KLHK: Pengusaha Tetap Wajib Meminta Izin Berusaha
Selanjutnya berkaitan dengan isu dihapusnya sembilan kriteria usaha dan kegiatan yang berdampak penting terhadap lingkungan, Ary menjelaskan pasal 22 dan 23 UU No. 32 Tahun 2009 masih tetap berlaku dalam UUCK. Dengan demikian, Ary pun menyangkal isu UUCK menghilangkan ketentuan perizinan lingkungan bagi pengusaha. Menurutnya, izin masih tetap ada namun tujuan dan fungsinya diintegrasikan dalam Perizinan Berusaha.
“Dipastikan bahwa hanya nomenklatur Izin Lingkungan yang hilang, namun substansi tujuan dan fungsinya tidak hilang karena diintegrasikan ke dalam Perizinan Berusaha,” ungkapnya.
Lebih jauh, Ary mengklarifikasi perihal Amdal. Menurutnya, penilaian kelayakan lingkungan (Amdal) yang selama ini dilakukan oleh Komisi Penilai Amdal (KPA) baik yang ada di Pusat, Provinsi dan Kabupaten/Kota hanya diubah menjadi penilaian Kelayakan Lingkungan. Penilaian Kelayakan Lingkungan ini dia akui akan dilakukan oleh Pemerintah Pusat dengan membentuk suatu lembaga yang bernama Lembaga Uji Kelayakan (LUK).
Dalam pelaksanaan tugasnya, Ary menyampaikan, LUK menugaskan Tim Uji Kelayakan baik yang bertugas di Pusat, Provinsi dan Kabupaten/Kota.
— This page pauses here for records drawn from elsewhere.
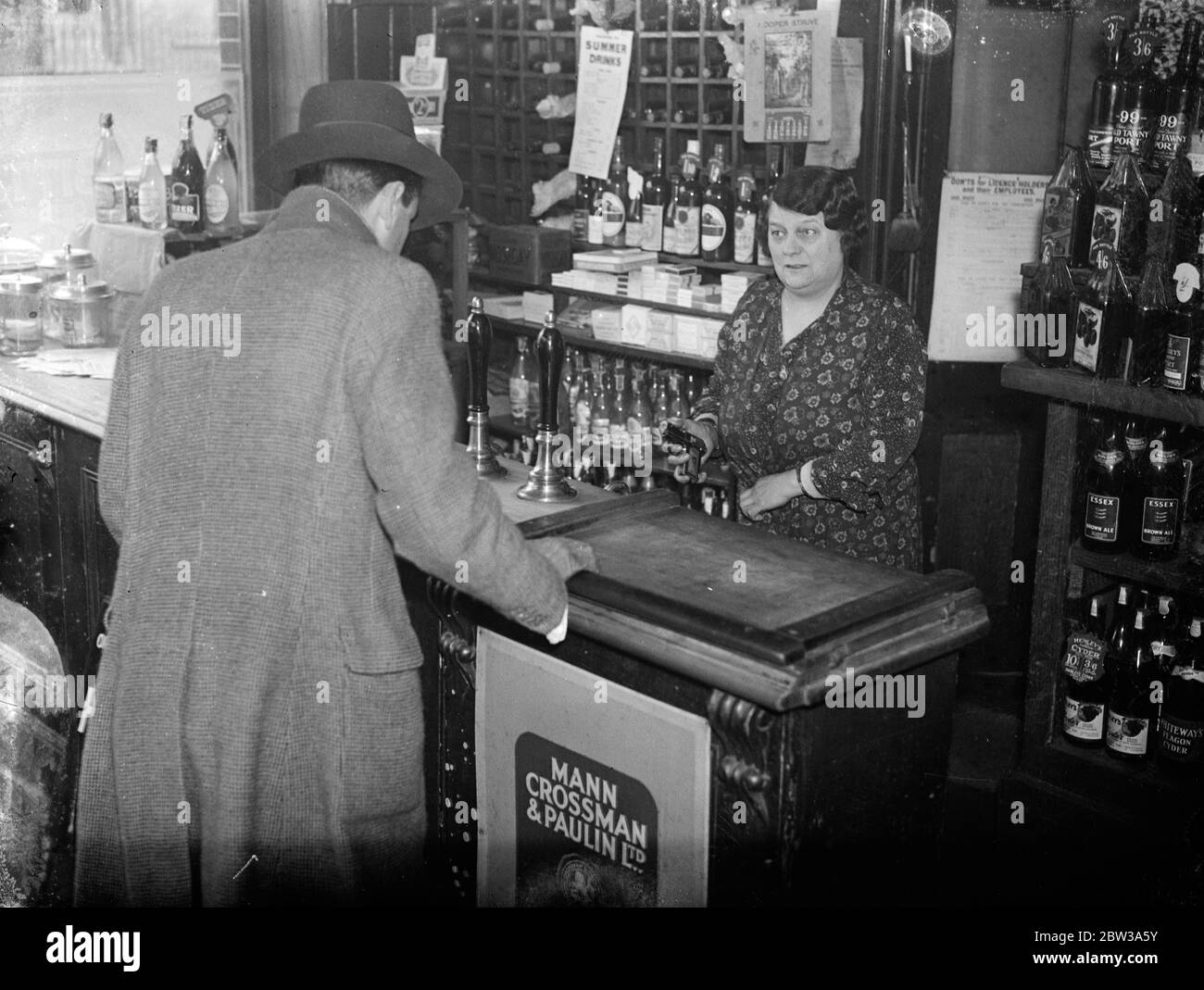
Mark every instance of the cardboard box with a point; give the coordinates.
(529, 253)
(634, 325)
(607, 323)
(660, 330)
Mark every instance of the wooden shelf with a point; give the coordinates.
(529, 329)
(1072, 385)
(1138, 786)
(1178, 574)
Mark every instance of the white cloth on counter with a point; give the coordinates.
(128, 257)
(91, 361)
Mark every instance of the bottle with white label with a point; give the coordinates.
(687, 208)
(1131, 708)
(745, 237)
(152, 189)
(108, 176)
(1083, 713)
(521, 376)
(657, 199)
(221, 187)
(1108, 489)
(1181, 721)
(718, 208)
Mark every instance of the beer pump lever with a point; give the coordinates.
(481, 336)
(546, 483)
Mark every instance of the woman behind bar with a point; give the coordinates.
(818, 391)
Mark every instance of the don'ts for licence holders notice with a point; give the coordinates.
(787, 76)
(602, 64)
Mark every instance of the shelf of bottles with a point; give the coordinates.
(516, 56)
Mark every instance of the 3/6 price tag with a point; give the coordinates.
(1112, 29)
(1142, 46)
(1084, 658)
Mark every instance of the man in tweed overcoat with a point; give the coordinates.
(257, 732)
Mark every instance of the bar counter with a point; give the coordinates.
(683, 746)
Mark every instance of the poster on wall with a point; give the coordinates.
(589, 794)
(990, 225)
(787, 77)
(602, 63)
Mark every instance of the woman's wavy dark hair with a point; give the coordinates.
(815, 191)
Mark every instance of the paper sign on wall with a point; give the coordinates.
(602, 64)
(787, 73)
(990, 225)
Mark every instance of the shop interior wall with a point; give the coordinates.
(983, 444)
Hasil penilaian uji kelayakan kemudian diserahkan kepada menteri, gubernur, bupati/walikota sesuai kewenangan yang diatur dalam PP untuk kemudian dapat diterbitkan persetujuan lingkungannya.
Bagi para pengusaha, lanjut Ary, persyaratan dan kewajiban dalam persetujuan lingkungan yang telah diterbitkan menjadi bagian persyaratan dan kewajiban guna memerolah Perizinan Berusaha yang diterbitkan oleh KLHK.
Baca juga: Hari Pengurangan Bencana Internasional, BNPB Tagih Keterlibatan Semua Pihak
KLHK: Masyarakat dapat Mengakses Informasi Daring
Berikutnya akses untuk mendapatkan informasi kelayakan lingkungan hidup terhadap suatu rencana usaha dan/atau kegiatan. Ary mengatakan pada peraturan sebelumnya masyarakat hanya bisa mengakses hasil akhir keputusan Amdal, dengan terbitnya UUCK ini sistem informasi disusun melalui sistem elektronik yang akan dibangun Pemerintah, sehingga masyarakat tidak hanya bisa mengakses hasil akhirnya, namun juga dapat mengakses prosesnya.
Terakhir kekhawatiran publik pada pelemahan Penegakan Hukum Lingkungan akibat dihapusnya Izin Lingkungan. “Setidaknya ini karena dengan pengintegrasian Izin Lingkungan kedalam Perizinan Berusaha justru akan lebih memperkuat penegakan hukum lingkungan dalam rangka perlindungan terhadap Lingkungan Hidup,” ujar Ary.